Decorating the pipeline

A decorator can also be applied to the pipeline rather than each node. In src/kedro_tutorial/nodes/pipeline.py, update the imports from data_engineering.py as follows:

from kedro_tutorial.nodes.data_engineering import (
    preprocess_companies,
    preprocess_shuttles,
    create_master_table,
    log_running_time,
)

Then add the decorators to the pipeline:

def create_pipeline(**kwargs):
    """Create the project's pipeline.

    Args:
        kwargs: Ignore any additional arguments added in the future.

    Returns:
        Pipeline: The resulting pipeline.

    """
    de_pipeline = Pipeline(
        [
            node(preprocess_companies, "companies", "preprocessed_companies"),
            node(preprocess_shuttles, "shuttles", "preprocessed_shuttles"),
            node(
                create_master_table,
                ["preprocessed_shuttles", "preprocessed_companies", "reviews"],
                "master_table",
            ),
        ],
        name="de",
    ).decorate(log_running_time)

    ds_pipeline = Pipeline(
        [
            node(
                split_data,
                ["master_table", "parameters"],
                ["X_train", "X_test", "y_train", "y_test"],
            ),
            node(train_model, ["X_train", "y_train"], "regressor"),
            node(evaluate_model, ["regressor", "X_test", "y_test"], None),
        ],
        name="ds",
    ).decorate(log_running_time)

    return de_pipeline + ds_pipeline

This decorator is commonly used and Kedro already includes it as a built-in decorator called kedro.pipeline.decorators.log_time.
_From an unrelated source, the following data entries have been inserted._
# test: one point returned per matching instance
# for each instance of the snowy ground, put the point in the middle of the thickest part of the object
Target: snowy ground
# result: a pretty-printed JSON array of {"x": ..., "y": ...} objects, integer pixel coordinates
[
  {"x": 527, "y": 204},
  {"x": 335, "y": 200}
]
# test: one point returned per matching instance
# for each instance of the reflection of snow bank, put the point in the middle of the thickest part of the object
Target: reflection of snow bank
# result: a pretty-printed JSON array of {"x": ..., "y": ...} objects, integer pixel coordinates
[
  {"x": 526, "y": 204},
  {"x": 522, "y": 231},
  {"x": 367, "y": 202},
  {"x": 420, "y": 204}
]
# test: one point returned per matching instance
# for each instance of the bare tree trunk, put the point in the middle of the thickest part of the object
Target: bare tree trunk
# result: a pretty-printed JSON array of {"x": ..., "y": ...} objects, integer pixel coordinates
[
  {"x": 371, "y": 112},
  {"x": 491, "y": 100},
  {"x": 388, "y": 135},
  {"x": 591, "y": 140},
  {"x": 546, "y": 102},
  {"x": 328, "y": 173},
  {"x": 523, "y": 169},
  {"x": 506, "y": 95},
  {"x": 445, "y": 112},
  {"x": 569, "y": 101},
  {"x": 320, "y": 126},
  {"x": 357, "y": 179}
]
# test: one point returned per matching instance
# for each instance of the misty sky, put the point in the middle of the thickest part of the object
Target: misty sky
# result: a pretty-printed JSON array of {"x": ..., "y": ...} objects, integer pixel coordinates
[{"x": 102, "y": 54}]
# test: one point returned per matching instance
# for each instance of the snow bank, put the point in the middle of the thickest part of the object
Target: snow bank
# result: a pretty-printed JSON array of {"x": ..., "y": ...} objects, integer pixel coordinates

Another built-in decorator is kedro.pipeline.decorators.mem_profile, which will log the maximum memory usage of your node.

Kedro runners

Having specified the data catalog and the pipeline, you are now ready to run the pipeline. There are two different runners you can specify:

  • SequentialRunner - runs your nodes sequentially; once a node has completed its task then the next one starts.
  • ParallelRunner - runs your nodes in parallel; independent nodes are able to run at the same time, allowing you to take advantage of multiple CPU cores.

By default, Kedro uses a SequentialRunner, which is instantiated when you execute kedro run from the command line. Switching to use ParallelRunner is as simple as providing an additional flag when running the pipeline from the command line as follows:

kedro run --parallel

ParallelRunner executes the pipeline nodes in parallel, and is more efficient when there are independent branches in your pipeline.

Note: ParallelRunner performs task parallelisation, which is different from data parallelisation as seen in PySpark.